Sasquatch celebrated her 20th birthday on May 30. On June 23, we sent her to kitty heaven. She had arthritis and kidney failure and took more medications than I do. But she was as happy and snuggly as a kitten until she… wasn’t. And we couldn’t watch her suffer just because we didn’t want to suffer.
So we did the right thing. And then we cried.
I’m still crying, off and on. The first time I made the bed without turning down the corner of the blankets on the end where she used to sleep, I went through six tissues. The first time I pushed my desk chair over to the accessibility stairs Tech Support built so she could safely climb into it? Six more. Now I’m deliberately breaking those patterns–leaving doors open into rooms where she wasn’t allowed to go. Dropping a piece of bubble wrap on the floor without worrying that she’d murder it and get a bowel obstruction. Sasquatch loved to pop bubbles with her teeth.
I’m still convinced I’m catching sight of her out of the corner of my eye.

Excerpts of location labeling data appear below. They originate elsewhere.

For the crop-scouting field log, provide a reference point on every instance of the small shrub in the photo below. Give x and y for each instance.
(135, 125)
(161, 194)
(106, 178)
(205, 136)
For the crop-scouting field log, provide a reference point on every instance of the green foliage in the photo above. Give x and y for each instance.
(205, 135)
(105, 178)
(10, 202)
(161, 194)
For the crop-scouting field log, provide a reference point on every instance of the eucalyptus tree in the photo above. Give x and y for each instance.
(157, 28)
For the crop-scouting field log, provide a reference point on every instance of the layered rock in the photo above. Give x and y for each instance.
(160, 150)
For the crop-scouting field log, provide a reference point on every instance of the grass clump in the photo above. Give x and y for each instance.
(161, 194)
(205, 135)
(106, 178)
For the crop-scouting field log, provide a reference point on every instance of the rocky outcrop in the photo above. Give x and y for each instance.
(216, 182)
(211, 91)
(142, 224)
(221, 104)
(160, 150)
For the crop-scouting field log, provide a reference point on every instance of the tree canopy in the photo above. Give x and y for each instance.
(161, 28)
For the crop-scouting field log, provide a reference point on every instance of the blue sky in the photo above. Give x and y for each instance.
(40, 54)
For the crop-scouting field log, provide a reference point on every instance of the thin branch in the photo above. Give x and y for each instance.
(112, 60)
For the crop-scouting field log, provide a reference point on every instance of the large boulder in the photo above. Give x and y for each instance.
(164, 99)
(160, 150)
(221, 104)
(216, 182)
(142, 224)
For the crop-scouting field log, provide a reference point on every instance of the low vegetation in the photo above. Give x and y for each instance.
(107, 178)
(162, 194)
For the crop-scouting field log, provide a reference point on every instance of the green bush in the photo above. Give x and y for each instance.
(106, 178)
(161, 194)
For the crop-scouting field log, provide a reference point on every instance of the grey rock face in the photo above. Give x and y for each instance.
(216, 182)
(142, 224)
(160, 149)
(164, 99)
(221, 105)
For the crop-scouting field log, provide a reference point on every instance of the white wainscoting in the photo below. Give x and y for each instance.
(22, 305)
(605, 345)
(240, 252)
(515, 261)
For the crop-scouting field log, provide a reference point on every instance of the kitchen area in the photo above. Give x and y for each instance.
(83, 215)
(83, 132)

That comes from being hyperaware of her location over the last couple years–that cat LOVED to sneak up right behind you, and with her gimpy legs, she couldn’t get out of the way of clumsy human feet. She also had stealth mode: she could blend into our living room carpet and practically disappear. We never understood how, because the carpet is pink. Fortunately, Sas had developed the habit of meowing to announce herself when she saw us coming.
Losing our fur baby is much harder this time. When her full sister, Jagular, went to kitty heaven, we still had Sasquatch. And Sasquatch got all of the love that had formerly been split between the two of them. Now, it’s just me and Tech Support… and when he’s on the road, just me. He’s on the road now, in fact–his first overnight trip since. And the house is very, very quiet with only one heartbeat in it. I’m keeping busy and trying not to judge myself for how much more I’m talking out loud, to absolutely no one. Hearing my own voice makes the space less lonely.
My right leg is especially lonely. That’s the leg that Sasquatch slept on every night, during TV time. She’d climb the accessibility staircase (we had them in every room), put her two front feet into the hole in my criss-cross-applesauce, and FLUMP against my right hip. And yes, it had to be the right leg. The one time I tried to sit on the other side of the couch, offering my left leg for snuggles, she was NOT HAVING IT. We never tried that experiment again.
I loved the way she used tip her head back so she could look at me and purr. She had the funniest little purr–rusty and staccato, like a coffee percolator. And I loved her pointy little teeth, even if they did dig into my thigh. In her later years, she’d sometimes sleep so hard, she’d leave a tiny little drool patch on my pants. And if you left the room while she was napping, she had to find you as soon as she woke up. Sassy loved to be in the room where it happens.
She slept under sun-warmed blankets, in the “easy bake kitty oven,” until she got so hot she panted. She could never be warm enough. And I think she was secretly a Winchester–she was convinced there were monsters in the basement that she needed to hunt for us. She was a championship moth hunter–no crunchy bug could escape her oversized paws.
I miss her. My only consolation is that Sasquatch and Jagular are together again, because they loved each other almost as much as we loved them.
Rest in peace, Octopuss. Rest in peace.